Stephanie Sherwood is an artist and curator living and working in Los Angeles. She
holds a BFA in Drawing and Painting from Cal State Long Beach and studied abroad at
the Guangzhou Academy of Fine Arts in China. In addition to being an active member
of Durden and Ray, she has had solo and two-person exhibitions at the Gatov Gallery
at CSULB, LA ArtCore, Highways Performance Space, Flatline Gallery, Pierce College
Art Gallery, and Red Post Gallery. Group exhibitions include Irvine Fine Arts Center,
Brand Library and Art Center, LA Municipal Art Gallery, Keystone Art Space, Avenue
50 Studio, and Groundspace Project. She has curated shows at Torrance Art Museum,
Durden and Ray, Angel’s Gate Cultural Center, Galleria Rankka, Artbug Gallery, and
Boston Court.
Monica Rickler Marks
MINDFUL CURRENTS
Apr 6 – Apr 19, 2025
Monica Rickler Marks’ Window Dressing installation, Mindful Currents, is designed to invoke a sense of calm and wonder in an otherwise chaotic world.
Expanded from a previous and much smaller installation of the same name, originally
installed in The Closet at Shoebox Projects, Mindful Currents uses abstracted jellyfish sculptures hanging from automated pully mechanisms to transform
the entire gallery window into a giant replica of a jellyfish aquarium. Created by
combining 3D-printed forms with iridescent umbrellas, the jellyfish-like sculptures
will slowly move up and down as if floating in water. Hidden fans within the space
will gently sway the creatures’ tendrils, further adding to the sense that they are
drifting in liquid currents. Electroluminescent wire, LED light strips, fiber optics,
as well as UV-reflective elements that glow in the black lights carefully installed
throughout the space complete the surreal and otherworldly effect. With the world
in so much turmoil, not to mention the stress of classes, the responsibilities of
familial obligations, and the strain of personal anxieties, Mindful Currents provides a brief moment of respite for Cerritos College’s weary students and visitors
alike; so sit back, relax, and get lost in its peaceful undulations.

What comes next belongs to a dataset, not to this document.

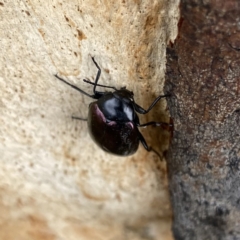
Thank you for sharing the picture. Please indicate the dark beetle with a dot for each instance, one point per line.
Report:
(112, 119)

Monica Rickler Marks is a multidisciplinary artist living and working in Los Angeles.
She earned her BA in Art from California State University, Northridge, and her MA
in Marital and Family Therapy at Loyola Marymount University with a specialization
in Clinical Art Therapy. Monica’s training and experience in the mental health field
influences her work, using her visual art practice to promote emotional growth and
healing. Her first solo exhibition, What We Hide: An Exploration of Hidden Disabilities
and Identity, was presented at Shoebox Projects in 2021. Monica’s work has been exhibited
in numerous group exhibitions, including at the Lancaster Museum of Art and History,
the Torrance Art Museum, and the Bristol Art Museum in Rhode Island.